If your heart doesn’t beat at a normal speed, or if it beats irregularly, you may be diagnosed with an arrhythmia. If left untreated, this condition can cause a number of different symptoms and complications, including stroke and sudden cardiac arrest. Because arrhythmias can be serious, we recommend ongoing monitoring and treatment to any patient with this condition. The arrhythmia specialists at Cardiovascular Associates will work hard to pinpoint the cause of your arrhythmia so that we can recommend the right treatment. We will also work with you to manage symptoms and monitor your condition to reduce the risk of complications in the future.
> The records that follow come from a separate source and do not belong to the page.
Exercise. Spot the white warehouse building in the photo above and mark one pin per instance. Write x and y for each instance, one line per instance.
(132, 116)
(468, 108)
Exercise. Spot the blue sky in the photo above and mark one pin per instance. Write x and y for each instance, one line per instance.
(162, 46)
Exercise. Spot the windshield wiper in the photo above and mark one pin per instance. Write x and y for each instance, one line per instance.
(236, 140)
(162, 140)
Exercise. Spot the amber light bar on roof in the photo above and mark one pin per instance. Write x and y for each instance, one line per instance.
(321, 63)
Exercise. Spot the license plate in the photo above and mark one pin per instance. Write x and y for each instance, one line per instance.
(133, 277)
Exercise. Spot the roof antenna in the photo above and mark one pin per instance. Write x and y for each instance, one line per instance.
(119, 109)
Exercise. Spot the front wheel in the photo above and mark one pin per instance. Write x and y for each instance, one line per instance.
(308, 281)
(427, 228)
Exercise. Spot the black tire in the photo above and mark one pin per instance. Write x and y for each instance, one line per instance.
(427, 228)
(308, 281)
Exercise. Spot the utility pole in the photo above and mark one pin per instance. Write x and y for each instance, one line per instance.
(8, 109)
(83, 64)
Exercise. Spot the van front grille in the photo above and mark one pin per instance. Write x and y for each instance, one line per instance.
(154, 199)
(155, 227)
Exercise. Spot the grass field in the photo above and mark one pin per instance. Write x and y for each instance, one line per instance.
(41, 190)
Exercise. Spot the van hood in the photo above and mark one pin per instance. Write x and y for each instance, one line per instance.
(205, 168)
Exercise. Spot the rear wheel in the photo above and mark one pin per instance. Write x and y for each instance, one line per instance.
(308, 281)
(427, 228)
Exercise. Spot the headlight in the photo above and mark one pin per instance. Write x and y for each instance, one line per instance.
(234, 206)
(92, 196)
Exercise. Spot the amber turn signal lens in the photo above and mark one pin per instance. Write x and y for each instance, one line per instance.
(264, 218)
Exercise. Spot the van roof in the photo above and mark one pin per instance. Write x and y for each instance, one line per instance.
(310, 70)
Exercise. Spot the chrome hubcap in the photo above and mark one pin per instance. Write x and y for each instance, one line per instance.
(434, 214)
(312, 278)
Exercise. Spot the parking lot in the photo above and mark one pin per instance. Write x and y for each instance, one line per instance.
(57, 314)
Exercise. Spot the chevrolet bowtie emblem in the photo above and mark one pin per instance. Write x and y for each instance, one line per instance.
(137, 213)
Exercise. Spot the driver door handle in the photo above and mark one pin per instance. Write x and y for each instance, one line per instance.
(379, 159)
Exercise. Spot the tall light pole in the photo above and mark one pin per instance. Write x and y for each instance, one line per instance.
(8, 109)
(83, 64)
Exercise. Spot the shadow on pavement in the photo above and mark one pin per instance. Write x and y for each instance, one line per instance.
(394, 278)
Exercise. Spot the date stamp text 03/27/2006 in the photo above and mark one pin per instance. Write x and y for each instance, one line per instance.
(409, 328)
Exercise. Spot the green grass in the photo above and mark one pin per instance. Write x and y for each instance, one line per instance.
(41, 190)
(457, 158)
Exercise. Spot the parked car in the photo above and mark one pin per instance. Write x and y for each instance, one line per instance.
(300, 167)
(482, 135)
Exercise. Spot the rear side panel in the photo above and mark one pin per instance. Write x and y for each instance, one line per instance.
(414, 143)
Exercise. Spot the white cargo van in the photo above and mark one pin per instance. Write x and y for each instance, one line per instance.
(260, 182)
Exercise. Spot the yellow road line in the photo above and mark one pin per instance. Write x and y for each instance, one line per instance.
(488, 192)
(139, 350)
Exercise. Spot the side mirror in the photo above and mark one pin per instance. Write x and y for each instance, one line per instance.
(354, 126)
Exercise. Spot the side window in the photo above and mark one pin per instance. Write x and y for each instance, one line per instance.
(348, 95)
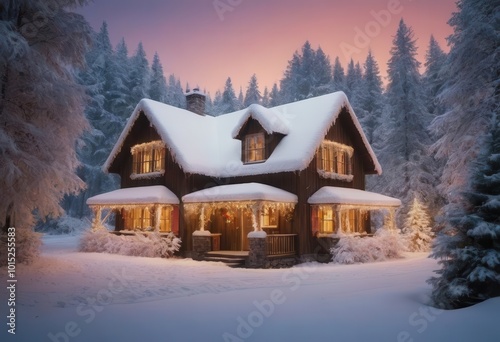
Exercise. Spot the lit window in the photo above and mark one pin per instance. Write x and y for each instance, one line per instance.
(269, 218)
(165, 219)
(138, 219)
(254, 148)
(335, 160)
(148, 158)
(326, 220)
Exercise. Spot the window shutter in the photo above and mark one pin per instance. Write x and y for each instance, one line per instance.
(174, 219)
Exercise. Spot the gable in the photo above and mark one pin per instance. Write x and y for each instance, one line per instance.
(206, 145)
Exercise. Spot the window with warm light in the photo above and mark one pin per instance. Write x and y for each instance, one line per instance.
(254, 148)
(269, 218)
(326, 220)
(148, 158)
(335, 160)
(165, 219)
(138, 219)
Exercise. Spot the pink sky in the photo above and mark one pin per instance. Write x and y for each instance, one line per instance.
(203, 45)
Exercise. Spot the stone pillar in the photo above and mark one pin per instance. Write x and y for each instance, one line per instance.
(202, 243)
(257, 254)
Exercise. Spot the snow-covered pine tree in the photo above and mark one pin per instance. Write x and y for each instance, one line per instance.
(408, 169)
(100, 80)
(275, 97)
(338, 76)
(433, 78)
(417, 230)
(41, 107)
(322, 73)
(469, 245)
(158, 83)
(470, 93)
(252, 94)
(265, 97)
(175, 94)
(139, 77)
(371, 99)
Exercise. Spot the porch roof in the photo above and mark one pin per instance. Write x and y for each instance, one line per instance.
(155, 194)
(336, 195)
(240, 192)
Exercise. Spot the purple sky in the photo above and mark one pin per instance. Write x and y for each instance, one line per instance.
(204, 41)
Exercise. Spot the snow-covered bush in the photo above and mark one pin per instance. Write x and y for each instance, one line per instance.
(385, 244)
(151, 245)
(27, 244)
(417, 232)
(63, 225)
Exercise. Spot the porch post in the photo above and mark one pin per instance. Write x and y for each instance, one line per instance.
(202, 218)
(96, 224)
(338, 219)
(157, 214)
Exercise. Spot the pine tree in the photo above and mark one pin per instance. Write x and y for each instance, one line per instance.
(139, 77)
(41, 107)
(99, 80)
(408, 169)
(265, 98)
(229, 102)
(371, 99)
(433, 78)
(252, 94)
(470, 93)
(274, 96)
(417, 230)
(158, 83)
(469, 245)
(338, 77)
(322, 73)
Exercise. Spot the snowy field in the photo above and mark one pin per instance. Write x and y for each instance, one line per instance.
(72, 296)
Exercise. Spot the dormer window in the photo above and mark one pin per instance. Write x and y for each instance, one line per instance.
(335, 161)
(254, 148)
(148, 160)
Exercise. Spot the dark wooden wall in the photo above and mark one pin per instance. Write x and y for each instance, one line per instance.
(302, 183)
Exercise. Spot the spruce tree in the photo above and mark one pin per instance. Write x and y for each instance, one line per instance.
(408, 169)
(469, 245)
(252, 94)
(158, 83)
(417, 230)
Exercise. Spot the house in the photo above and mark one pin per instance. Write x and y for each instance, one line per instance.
(272, 183)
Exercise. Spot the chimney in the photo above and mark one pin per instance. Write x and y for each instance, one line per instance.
(195, 101)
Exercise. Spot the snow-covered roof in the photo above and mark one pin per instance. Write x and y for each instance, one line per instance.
(269, 119)
(240, 192)
(336, 195)
(156, 194)
(205, 144)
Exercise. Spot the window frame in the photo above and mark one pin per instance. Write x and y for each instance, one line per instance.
(148, 160)
(334, 161)
(258, 151)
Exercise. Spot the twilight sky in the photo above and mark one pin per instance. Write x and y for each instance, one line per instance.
(204, 41)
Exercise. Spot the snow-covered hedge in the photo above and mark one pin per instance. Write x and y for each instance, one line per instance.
(63, 225)
(151, 245)
(27, 244)
(385, 244)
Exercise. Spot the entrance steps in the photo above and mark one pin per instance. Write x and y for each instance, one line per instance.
(230, 258)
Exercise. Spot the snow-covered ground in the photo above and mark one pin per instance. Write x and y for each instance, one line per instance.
(72, 296)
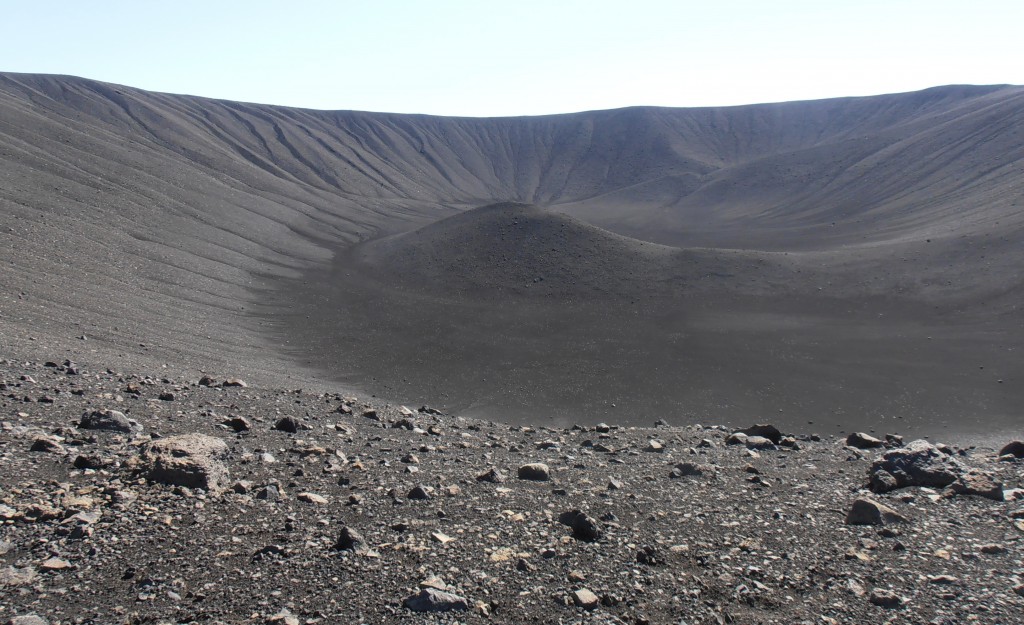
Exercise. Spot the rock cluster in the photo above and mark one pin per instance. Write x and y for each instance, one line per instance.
(203, 508)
Adult Congenital Heart Disease
Congenital heart diseases or defects are abnormalities of the heart that have been present since birth. Although many of these abnormalities may be discovered in childhood, some may not become evident until you are older. In addition, many congenital heart diseases and defects will continue to affect your life as an adult. If you have a congenital heart condition, you may require ongoing monitoring and medical treatment throughout your life. In fact, even adults who have had a congenital heart defect repaired should continue to visit a cardiologist regularly. Depending on your specific condition, we may recommend a combination of regular checkups, medication, catheter-based procedures or surgical treatment options.
Coumadin Coagulant Clinic
If you are at risk of developing blood clots, you may be prescribed Coumadin or another blood thinner to protect against stroke and other complications. However, even though this medication is necessary, it can also cause significant side effects in high doses. At Cardiovascular Associates, we monitor patients taking blood thinners very carefully to make sure that the concentration of the drug in the body doesn’t exceed safe levels. If your blood tests indicate that you have too much of the drug in your system, we will adjust your dosage accordingly. We will also take steps to correct any side effects or complications you may experience while on Coumadin.
Cardiac Nuclear Stress Test
If your doctor wants to evaluate the flow of blood in the heart, he or she may recommend a cardiac nuclear stress test. This procedure uses nuclear imaging to visualize blood flow while you are resting and participating in physical activity. During the test, a radioactive substance will be injected into your veins, and special equipment will be used to collect images of the heart while you are at rest. You will be asked to ride a stationary bike or exercise on a treadmill, and your vital signs will be monitored. Once your heart rate has accelerated to an acceptable point, your heart will be scanned again.